With Ponting's emotional address still ringing in their ears, the Australians set out for their final training session ahead of the first Test. The tales of triumphs past presumably made for a pleasing contrast to the drama of recent days, in which the tourists have contended with inclement Cardiff weather and an injury to Brett Lee that has thrown selection plans into chaos.
As of Tuesday evening, Ponting and Andrew Hilditch, the chairman of selectors, had yet to decide precisely who would replace Lee, their most experienced and decorated paceman. Nathan Hauritz, the offspinner, was unconvincing in both warm-up games and Cardiff's short straight boundaries - barely above the Test minimum - could prove difficult to defend when he is in operation.
Australia have not entered an Ashes Test without a frontline spinner since the first match of the 1989 series, and any move to omit Hauritz would increase the pressure and workload on part-time tweakers Marcus North, Michael Clarke and Simon Katich.
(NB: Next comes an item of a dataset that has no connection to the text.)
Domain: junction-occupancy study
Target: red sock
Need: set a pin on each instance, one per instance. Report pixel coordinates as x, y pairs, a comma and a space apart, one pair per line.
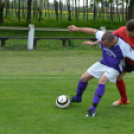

Still, a four-man pace attack of Mitchell Johnson, Peter Siddle, Stuart Clark and Ben Hilfenhaus appears the most likely option, although Andrew McDonald - who has played in Australia's last four Tests - cannot be completely discounted.
"We've got a number of different ways we can go," Ponting said. "Do you play four quicks, do you play three quicks and a medium pacer, do you play three quicks and a spinner? All those things are right in the equation for us right at the moment.
"We've got great flexibility. We had five fast bowlers when we arrived that all felt they shoul dhave been playing in the first Test match. Hopefully we'll get our XI perfectly suited to what we're confronted with."
Despite the eleventh hour selection shuffle, Ponting remained imperiously confident that his young squad was capable of a victory that would enshrine them in Ashes folklore. Fortified by a recent 2-1 series victory in South Africa with a youtful squad, the Australian captain called on his band of rookies to forge their reputations on Test cricket's grandest stage.
"Having experienced what we experienced in South Africa was one of the most satisfying moments of my career with a young group of players," he said. "Reputations and legends are generally made out of these bigger series and there is no bigger series than an Ashes.
"Hopefully through the next couple of months you're going to see some things that will surprise you from our team. That's what I want to see from the guys. I know what all these guys are capable of and right at the moment there's not one guy in our dressing room that has done anything that has surprised me on a cricket field. What I want to see from the guys in the next couple of months are some things that everyone will be in amazement of."